Following the establishment of the UC San Diego School of Medicine (SOM), experiments at the Laboratory were performed under the aegis of Eugene Braunwald, MD, the Founding Chair of the Department of Medicine.  Studies during his tenure, executed in collaboration with Mr. Franklin, explored cardiovascular physiologic control mechanisms and drug effects in conscious dogs as revealed by telemetered signals from chronically implanted instruments.  After Dr. Braunwald's departure from UC San Diego in 1972, the Laboratory became the primary research facility for John Ross, Jr., MD, the first Chief of the Division of Cardiology in the SOM.  While directing the Laboratory, Dr. Ross focused primarily on the pathophysiology of myocardial ischemia. Particularly notable were his experiments demonstrating that coronary artery reperfusion after prolonged coronary occlusion can salvage myocardium and result in partial, late recovery of myocardial contraction.  Dr. Ross also described the setting of "perfusion-contraction matching" in the ischemic myocardium.  He showed experimentally that induced development of regional ischemia (by exercise, pacing, and pharmacologic stimulation), in the presence of a narrowed coronary artery, causes regional myocardial contractile dysfunction and can be used to identify the degree of ischemia during and after stress that increases myocardial oxygen consumption (a technique now widely used in man). 

Dr. Ross attracted talented researcher fellows from both national and international sources. He trained physiologists and physicians from the USA (Kim Gallagher, Brian Guth, Howard Rockman, and others), from Europe (Bertrand Crozatier, Otto Hess, Gerd Heusch, Ciro Indolfi, Rainer Schulz, Eric Thaulow and others) and from Asia (Shigetake Sasayama, Masunori Matsuzaki, Shunichi Miyazaki, Byung-Hee Oh and others). Their fellowship time at the Seaweed Laboratory led to highly successful careers in academic medicine and the pharmaceutical industry in the United States, Japan, and Western Europe.

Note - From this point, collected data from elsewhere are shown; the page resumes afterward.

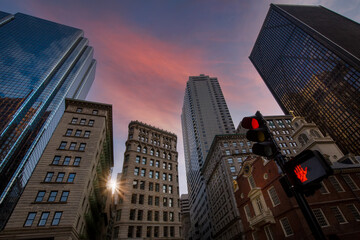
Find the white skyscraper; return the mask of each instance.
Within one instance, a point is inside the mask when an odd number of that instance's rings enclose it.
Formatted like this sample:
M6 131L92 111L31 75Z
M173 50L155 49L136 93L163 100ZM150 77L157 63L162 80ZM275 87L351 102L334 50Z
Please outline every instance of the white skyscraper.
M211 239L204 178L200 170L213 138L235 127L217 78L200 74L186 84L181 114L193 239Z

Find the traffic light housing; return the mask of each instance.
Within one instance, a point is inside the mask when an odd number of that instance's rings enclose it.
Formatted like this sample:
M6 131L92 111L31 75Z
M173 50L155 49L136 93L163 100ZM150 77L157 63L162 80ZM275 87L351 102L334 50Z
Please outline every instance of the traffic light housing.
M285 171L294 186L305 195L313 194L320 182L333 174L324 156L316 150L305 150L285 163Z
M266 125L266 120L259 111L255 116L244 117L241 126L249 129L246 138L256 142L252 147L253 154L273 158L279 153L279 148Z

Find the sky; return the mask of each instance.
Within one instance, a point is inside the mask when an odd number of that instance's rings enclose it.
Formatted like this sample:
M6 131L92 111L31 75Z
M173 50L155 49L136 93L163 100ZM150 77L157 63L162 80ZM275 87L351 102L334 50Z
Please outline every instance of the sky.
M183 194L180 115L189 76L218 78L235 126L257 110L283 114L248 58L270 3L322 5L360 22L360 0L0 0L0 10L84 31L97 60L87 100L113 106L114 176L128 124L138 120L178 136Z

In the early 1980s, foreseeing the emerging importance of molecular biology in exploring human disease, Dr. Ross established the section of Molecular Cardiology within his Division and began investigating the molecular basis of cardiac disease. He conducted some of the first studies using viral vectors for gene transfer and also stimulated the development of further miniaturized techniques for hemodynamic assessment of transgenic mice.

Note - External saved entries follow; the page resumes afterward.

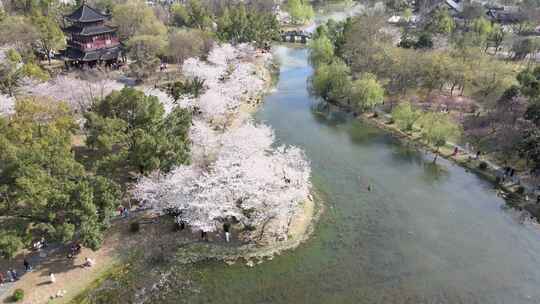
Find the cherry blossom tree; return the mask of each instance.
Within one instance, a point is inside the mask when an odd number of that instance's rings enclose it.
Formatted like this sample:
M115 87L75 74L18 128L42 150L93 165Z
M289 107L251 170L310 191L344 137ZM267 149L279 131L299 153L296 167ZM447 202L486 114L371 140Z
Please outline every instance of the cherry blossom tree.
M225 128L238 115L242 103L260 95L268 77L264 67L271 56L260 54L263 68L254 63L257 56L256 50L247 44L225 44L212 49L208 62L196 58L184 62L184 74L203 79L208 87L198 100L189 100L204 119Z
M178 220L195 231L216 231L227 221L243 226L246 240L287 238L289 224L309 195L309 163L299 148L274 147L269 126L250 119L230 124L242 113L242 104L265 89L264 67L270 60L249 45L215 46L207 62L190 58L183 65L186 76L205 81L207 89L199 98L174 104L163 92L147 93L164 105L192 107L200 115L190 130L191 164L141 177L134 198L158 211L181 211Z
M217 159L208 168L192 164L142 178L135 197L158 210L182 211L180 220L193 230L216 231L225 221L238 221L247 239L286 239L292 217L309 194L304 153L296 147L272 148L271 128L252 122L225 132L219 141ZM265 230L269 222L271 231Z
M23 87L28 95L48 96L65 101L75 112L84 113L96 99L124 87L120 82L104 79L86 81L70 76L58 76L43 83L30 82Z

Also, in the early 1980s, Dr. Kirk Peterson, then Chief of Clinical Cardiology at the UCSD Medical Center, began to execute experimental studies on mitral regurgitation. He also brought to the Laboratory his interest in digital processing of hemodynamic, ultrasonic, and angiographic data.  The latter was acquired in a refurbished angiographic facility donated to Dr. Peterson, and his collaborators by General Electric, Inc. In 1988, Dr. Peterson assumed the position of Associate Director of the Laboratory.

Following Dr. John Ross' retirement in 2005, Dr. Peterson assumed primary leadership of the Laboratory and expanded its role as a cardiovascular physiology core facility. With the Laboratory serving as a Core unit, a major 5-year N.I.H. Program Project Grant on molecular pathways for cardiac hypertrophy and cardiomyopathy was awarded to the Cardiology Division of the Department of Medicine. Collaborative studies were also undertaken with other biomedical research institutions on the La Jolla Mesa, including the Salk Institute, Scripps Research Institute, and Sanford-Burnham Biomedical Research Institute. In most instances, the Laboratory carried out physiologic studies aimed at characterizing a cardiovascular physiologic phenotype associated with an induced genomic mutation.  Others were directed at describing the potential mitigating effects of new therapeutic interventions on models of human disease, e.g., the ischemic-reperfusion injury seen with acute myocardial infarction.  The development of new approaches, using 3D reconstructed murine magnetic resonance imaging to quantitate regional myocardial ischemia, has also been a significant focus of activity over the past years.